ベートーヴェンは古典派を代表する作曲家であり、音楽の授業でも取り上げられているため多くの人が知っているクラシック作曲家の一人であると思います。
そんなベートーヴェンですが、「代表作」と聞かれて思い浮かぶのはどの曲でしょうか?
数多くの作品を残した有名作曲家ですので、代表作と言われてもどれを代表作として認知しておけばいいのか分からなくなってしまうことがあります。
今回は、そんなベートーヴェンの代表作と呼べる作品をオーケストラに問わず紹介していきたいと思います!
・交響曲第5番「運命」
冒頭の「ジャジャジャジャーン」のモチーフがあまりにも有名な交響曲です。
このモチーフについて、「このように運命が扉を叩く」とベートーヴェンが弟子に語ったことが、この曲が「運命」と呼ばれる由来です。
このモチーフが全楽章を通して、繰り返し登場します。
苦悩に満ちた激しい第1楽章、豊かに旋律を歌う第2楽章、不穏な雰囲気を漂わせる第3楽章を経て、喜びに溢れた第4楽章で締めくくられます。
聴力を失いつつある運命の中でも、創作を続けたベートーヴェンの強い意志が表現された壮大な交響曲です。
・交響曲第9番「合唱付き」
演奏時間が1時間を超える大曲であり、ベートーヴェンが作曲した最後の交響曲です。日本では「第九」とも呼ばれ、年末になると盛んに演奏会で取り上げられ、風物詩となっています。最大の特徴は、第4楽章で4人のソリストと合唱が加わることです。当時の交響曲としては革新的で、その後の多くの作曲家たちへ影響を与えました。第4楽章の有名な「歓喜の歌」は、シラーの詩「歓喜に寄す」から抜粋した詩に作曲されました。ベートーヴェンは、生涯を通してシラーの詩を愛したといいます。
・エリーゼのために
シンプルながら、切なく優しいメロディが世界中で愛されているピアノの小品です。この曲は、ベートーヴェンがかつて愛した女性、テレーゼ・マルファッティのために書かれたとみられていました。「テレーゼのために」と自筆譜に書かれていたのを、後世の人が「エリーゼのために」と読み間違えたのではないか、と考えられていたのです。

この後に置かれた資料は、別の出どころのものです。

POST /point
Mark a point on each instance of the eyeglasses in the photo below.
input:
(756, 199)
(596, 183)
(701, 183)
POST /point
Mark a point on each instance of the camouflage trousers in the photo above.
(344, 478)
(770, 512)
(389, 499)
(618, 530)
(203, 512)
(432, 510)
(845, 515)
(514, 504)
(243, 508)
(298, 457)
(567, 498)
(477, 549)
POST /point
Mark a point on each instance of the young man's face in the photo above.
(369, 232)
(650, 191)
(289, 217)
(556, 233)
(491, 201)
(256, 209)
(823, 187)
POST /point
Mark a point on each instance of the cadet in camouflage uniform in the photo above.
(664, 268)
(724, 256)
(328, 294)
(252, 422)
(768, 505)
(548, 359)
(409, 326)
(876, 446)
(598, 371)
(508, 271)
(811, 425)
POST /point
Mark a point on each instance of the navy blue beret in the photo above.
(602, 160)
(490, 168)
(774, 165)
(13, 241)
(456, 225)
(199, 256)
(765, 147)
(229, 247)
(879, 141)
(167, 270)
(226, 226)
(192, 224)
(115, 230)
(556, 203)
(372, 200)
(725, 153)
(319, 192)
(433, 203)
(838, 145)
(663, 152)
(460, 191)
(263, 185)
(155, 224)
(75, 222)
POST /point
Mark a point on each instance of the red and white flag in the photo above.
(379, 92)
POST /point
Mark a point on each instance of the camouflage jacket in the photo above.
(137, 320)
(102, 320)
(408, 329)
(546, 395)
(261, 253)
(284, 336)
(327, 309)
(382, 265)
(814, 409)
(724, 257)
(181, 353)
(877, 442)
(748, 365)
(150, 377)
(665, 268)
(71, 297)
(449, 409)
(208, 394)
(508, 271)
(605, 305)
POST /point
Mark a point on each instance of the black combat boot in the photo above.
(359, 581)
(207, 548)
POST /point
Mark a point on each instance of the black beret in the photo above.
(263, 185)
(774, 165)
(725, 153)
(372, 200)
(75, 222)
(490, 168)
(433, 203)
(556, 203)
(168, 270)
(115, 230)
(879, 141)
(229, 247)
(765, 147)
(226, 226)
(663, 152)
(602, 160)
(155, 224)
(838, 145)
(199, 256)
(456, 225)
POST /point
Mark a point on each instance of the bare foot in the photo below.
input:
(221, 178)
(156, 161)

ですが、その後自筆譜も失われ、エリーゼは誰か、というのが長年の謎であり、この曲をミステリアスなものにしていました。ですが、近年の研究では、べートーヴェンの知人の妹であるエリザベート・レッケルの可能性が高いことが明らかになっています。
・ピアノソナタ第14番「月光」
32曲残したピアノソナタの中でも、根強い人気がある曲です。「月光ソナタ」という通称は、ベートーヴェンの死後につけられました。第1楽章は、ゆったりとしたテンポで、終始しっとりとした悲しさを抱えています。明るく軽快な第2楽章を挟んで、感情がほとばしるような情熱的な最終楽章が始まります。孤独感、喜び、情熱など、ベートーヴェンらしさが各楽章にぎゅっと詰まったピアノソナタです。「悲愴ソナタ」「熱情ソナタ」と共に、ベートーヴェンの3大ピアノソナタと呼ばれます。
・ヴァイオリンソナタ第9番
10曲残されたヴァイオリンソナタの中でも、「スプリングソナタ」と呼ばれる第5番と共に
非常に人気がある曲です。名ヴァイオリニストのロドルフ・クロイツェルに捧げられましたが、クロイツェルがこのソナタを演奏することはありませんでした。
従来のバイオリンソナタは、ピアノがメインで、ヴァイオリンがそれに付随して演奏する形をとっていました。
ですが、この作品では、ヴァイオリンとピアノが対等な関係で演奏しています。堂々と風格の漂う第1楽章から始まり、ゆったりと歌う第2楽章が続き、軽快で華やかな第3楽章で締めくくられます。
ベートーヴェンの代表作のまとめ
いかがでしたでしょうか。
ベートーヴェンは交響曲の作曲家として認知されがちですが、ピアノソナタであったり器楽曲でも優れた作品を多く残しています。
現代では、ベートーヴェンのメロディをポップス用に編曲した音源なども多く使われているので、どこかしらで聞いたことがある旋律が登場するかもしれません。
これを機に、ベートーヴェンの音楽をより一層楽しんでみてくださいね。